Hi everyone! I’m Vivek and this semester I’m working with Dr. Xiaowei Jia to study how temporal convolutional neural networks can be used to predict water conditions.

What are temporal convolutional neural networks, you might ask? Great question! A temporal convolutional neural network (TCNN) is a type of machine learning (ML) architecture which can take extremely large datasets, such as decades-long time series of water temperatures, and use them to predict what specific values in the same series might look like at some point in the future. A simplified diagram of what a TCNN looks like is shown below:

Essentially, data comes in at the input layer, is transformed as it passes through the hidden layer or layers, and ends up as a specific prediction in the output layer. By measuring how far away this prediction is from a known or expected value — the prediction error or “loss” — we can adjust the transformations that the hidden layers perform on an initial input time so that the prediction is slightly more accurate the next time around. By repeating this process many times, it becomes possible to “train” a TCNN to make accurate temperature predictions even when an actual temperature value is not known in advance.

What’s so special about water temperatures in particular? An interactive app created by the U.S. Geological Survey explains the importance of monitoring water temperatures within the Delaware River Basin (DRB), which provides drinking water to more than 15 million people:

Many species – including economically important game species like brook trout and endangered species like the Dwarf wedgemussel – thrive or spawn in specific temperature ranges. These species are threatened by rising stream temperatures due to urbanization, climate change, and human alteration of streamflow patterns. . . . in the upper portion of the basin, some of this warming can be mitigated by releasing cold water from New York City reservoirs.
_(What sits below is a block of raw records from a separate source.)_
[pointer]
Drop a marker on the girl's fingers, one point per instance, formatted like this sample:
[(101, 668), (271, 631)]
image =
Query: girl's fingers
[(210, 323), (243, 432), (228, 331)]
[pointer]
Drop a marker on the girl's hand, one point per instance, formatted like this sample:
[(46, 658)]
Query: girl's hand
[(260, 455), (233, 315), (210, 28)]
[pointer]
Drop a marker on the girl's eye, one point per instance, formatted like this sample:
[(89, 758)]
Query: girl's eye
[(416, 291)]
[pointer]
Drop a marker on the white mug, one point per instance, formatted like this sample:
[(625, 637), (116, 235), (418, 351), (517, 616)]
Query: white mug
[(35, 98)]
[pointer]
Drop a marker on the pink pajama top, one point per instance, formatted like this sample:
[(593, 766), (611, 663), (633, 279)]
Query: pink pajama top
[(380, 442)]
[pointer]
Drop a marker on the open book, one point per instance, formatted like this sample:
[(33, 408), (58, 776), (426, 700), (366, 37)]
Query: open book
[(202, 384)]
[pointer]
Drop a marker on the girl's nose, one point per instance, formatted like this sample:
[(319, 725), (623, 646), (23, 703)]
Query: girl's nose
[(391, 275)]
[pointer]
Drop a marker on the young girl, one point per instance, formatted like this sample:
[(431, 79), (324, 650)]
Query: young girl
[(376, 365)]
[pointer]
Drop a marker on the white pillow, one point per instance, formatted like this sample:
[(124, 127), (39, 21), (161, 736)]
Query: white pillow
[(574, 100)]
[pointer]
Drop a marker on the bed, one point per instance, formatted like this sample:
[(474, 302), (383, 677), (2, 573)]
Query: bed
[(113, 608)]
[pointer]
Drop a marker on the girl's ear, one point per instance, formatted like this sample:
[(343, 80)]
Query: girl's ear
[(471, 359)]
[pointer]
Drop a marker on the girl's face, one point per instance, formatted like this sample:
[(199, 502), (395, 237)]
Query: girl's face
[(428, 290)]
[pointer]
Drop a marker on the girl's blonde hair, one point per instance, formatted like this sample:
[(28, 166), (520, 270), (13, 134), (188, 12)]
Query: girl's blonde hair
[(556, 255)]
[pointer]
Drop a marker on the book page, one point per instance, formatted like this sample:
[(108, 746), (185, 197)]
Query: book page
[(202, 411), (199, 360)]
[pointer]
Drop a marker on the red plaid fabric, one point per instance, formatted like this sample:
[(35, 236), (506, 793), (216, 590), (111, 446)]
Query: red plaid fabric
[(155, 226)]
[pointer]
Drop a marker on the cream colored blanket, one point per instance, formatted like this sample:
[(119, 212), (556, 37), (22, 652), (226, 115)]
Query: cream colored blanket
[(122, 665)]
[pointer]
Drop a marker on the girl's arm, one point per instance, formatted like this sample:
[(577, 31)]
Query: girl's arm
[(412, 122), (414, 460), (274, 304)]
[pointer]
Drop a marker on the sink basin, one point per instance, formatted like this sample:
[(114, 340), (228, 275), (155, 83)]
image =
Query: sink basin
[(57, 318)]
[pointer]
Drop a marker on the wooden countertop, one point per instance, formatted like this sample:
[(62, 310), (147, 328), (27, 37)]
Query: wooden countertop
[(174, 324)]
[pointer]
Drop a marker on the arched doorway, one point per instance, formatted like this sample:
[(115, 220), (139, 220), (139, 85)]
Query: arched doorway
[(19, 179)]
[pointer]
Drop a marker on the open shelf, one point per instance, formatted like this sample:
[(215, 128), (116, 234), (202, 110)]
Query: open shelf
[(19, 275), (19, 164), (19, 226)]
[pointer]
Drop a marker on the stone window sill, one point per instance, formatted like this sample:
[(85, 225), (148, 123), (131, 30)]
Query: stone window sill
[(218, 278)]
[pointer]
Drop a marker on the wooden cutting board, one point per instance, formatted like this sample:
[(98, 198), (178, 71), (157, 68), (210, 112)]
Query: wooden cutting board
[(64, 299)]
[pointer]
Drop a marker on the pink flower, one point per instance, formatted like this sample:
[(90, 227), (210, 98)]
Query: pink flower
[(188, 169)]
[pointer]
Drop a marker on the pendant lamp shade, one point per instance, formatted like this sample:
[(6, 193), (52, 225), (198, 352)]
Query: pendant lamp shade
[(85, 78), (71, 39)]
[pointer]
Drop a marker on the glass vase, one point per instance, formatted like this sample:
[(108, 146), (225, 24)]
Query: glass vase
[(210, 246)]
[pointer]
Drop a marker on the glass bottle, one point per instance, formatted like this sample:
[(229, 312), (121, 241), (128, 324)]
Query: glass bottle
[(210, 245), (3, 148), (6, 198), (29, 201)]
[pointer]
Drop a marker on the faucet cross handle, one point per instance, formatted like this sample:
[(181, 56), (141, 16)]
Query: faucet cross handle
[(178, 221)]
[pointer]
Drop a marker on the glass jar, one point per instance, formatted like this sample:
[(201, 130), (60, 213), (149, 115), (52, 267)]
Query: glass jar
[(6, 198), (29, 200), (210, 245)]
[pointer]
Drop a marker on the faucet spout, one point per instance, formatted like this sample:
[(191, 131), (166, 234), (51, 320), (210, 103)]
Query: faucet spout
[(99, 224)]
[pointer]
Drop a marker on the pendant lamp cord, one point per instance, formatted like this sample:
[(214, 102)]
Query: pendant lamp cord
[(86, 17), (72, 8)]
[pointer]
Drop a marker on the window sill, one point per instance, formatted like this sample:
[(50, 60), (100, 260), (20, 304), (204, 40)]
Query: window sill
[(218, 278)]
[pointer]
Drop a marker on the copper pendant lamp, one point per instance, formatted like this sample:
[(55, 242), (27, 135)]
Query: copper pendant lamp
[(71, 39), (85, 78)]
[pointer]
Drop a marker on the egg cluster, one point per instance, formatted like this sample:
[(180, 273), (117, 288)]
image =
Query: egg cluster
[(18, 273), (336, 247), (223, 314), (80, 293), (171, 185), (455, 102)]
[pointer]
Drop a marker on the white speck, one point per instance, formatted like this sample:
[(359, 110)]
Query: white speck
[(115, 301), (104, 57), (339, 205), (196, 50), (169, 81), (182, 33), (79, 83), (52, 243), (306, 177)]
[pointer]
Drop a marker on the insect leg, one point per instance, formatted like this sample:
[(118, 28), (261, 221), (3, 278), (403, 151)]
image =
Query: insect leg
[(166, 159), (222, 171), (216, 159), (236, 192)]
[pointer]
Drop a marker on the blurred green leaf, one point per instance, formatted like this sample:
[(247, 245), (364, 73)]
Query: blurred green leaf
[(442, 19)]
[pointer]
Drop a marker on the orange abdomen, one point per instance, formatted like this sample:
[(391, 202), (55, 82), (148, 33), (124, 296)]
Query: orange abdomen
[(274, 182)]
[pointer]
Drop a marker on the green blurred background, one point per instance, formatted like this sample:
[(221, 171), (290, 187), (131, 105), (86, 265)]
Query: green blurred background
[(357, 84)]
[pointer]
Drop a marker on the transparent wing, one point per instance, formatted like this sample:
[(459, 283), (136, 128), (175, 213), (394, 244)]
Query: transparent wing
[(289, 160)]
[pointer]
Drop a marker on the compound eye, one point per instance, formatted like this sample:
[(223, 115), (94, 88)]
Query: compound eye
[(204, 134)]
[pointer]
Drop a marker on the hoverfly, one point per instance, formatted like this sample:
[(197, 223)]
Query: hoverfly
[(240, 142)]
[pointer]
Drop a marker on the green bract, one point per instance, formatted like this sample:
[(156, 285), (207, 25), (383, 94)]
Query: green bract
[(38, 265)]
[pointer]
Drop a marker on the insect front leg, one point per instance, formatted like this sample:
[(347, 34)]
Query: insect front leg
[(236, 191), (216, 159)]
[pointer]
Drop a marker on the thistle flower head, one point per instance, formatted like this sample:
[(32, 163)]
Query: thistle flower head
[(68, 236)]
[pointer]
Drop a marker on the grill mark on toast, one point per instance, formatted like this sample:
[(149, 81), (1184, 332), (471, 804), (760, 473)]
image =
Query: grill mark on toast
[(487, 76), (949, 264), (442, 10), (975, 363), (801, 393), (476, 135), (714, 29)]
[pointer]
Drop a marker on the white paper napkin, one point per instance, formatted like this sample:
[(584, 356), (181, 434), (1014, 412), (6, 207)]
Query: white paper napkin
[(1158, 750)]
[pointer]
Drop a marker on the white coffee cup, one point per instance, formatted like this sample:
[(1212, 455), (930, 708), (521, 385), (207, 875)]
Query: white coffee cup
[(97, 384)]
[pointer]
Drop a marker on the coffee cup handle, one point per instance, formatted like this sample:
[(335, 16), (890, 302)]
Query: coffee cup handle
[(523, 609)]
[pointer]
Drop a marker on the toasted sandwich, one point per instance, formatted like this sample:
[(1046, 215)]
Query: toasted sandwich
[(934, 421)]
Because the cold reservoir water is a limited resource, we can help protect cold water habitat in the DRB by improving our ability to predict stream temperature, and therefore make an educated guess at when, where, and how much cold water to release.

In other words, having the ability to accurately predict changes in water temperatures will help reservoir staff effectively manage their scarce cold water resources, thus helping to maintain the integrity of aquatic ecosystems and preserve their critical roles as habitats and water supplies for both human and animal species. Needless to say, tasks like this are only going to become more and more important as the planet warms as a result of greenhouse gas emissions from human societies.

As such, I hope to use my CURF to help develop technologies that can be deployed to help communities mitigate and adapt to the effects of global warming. However, as a computer science & psychology double major who hopes to become an academic cognitive scientist one day, I am also hoping to gain more experience with modern deep learning techniques as well as their limitations. Accordingly, my CURF gives me the perfect opportunity to combine my interests in artificial intelligence and machine learning with contributing to the ineffably important fight against anthropogenic climate change.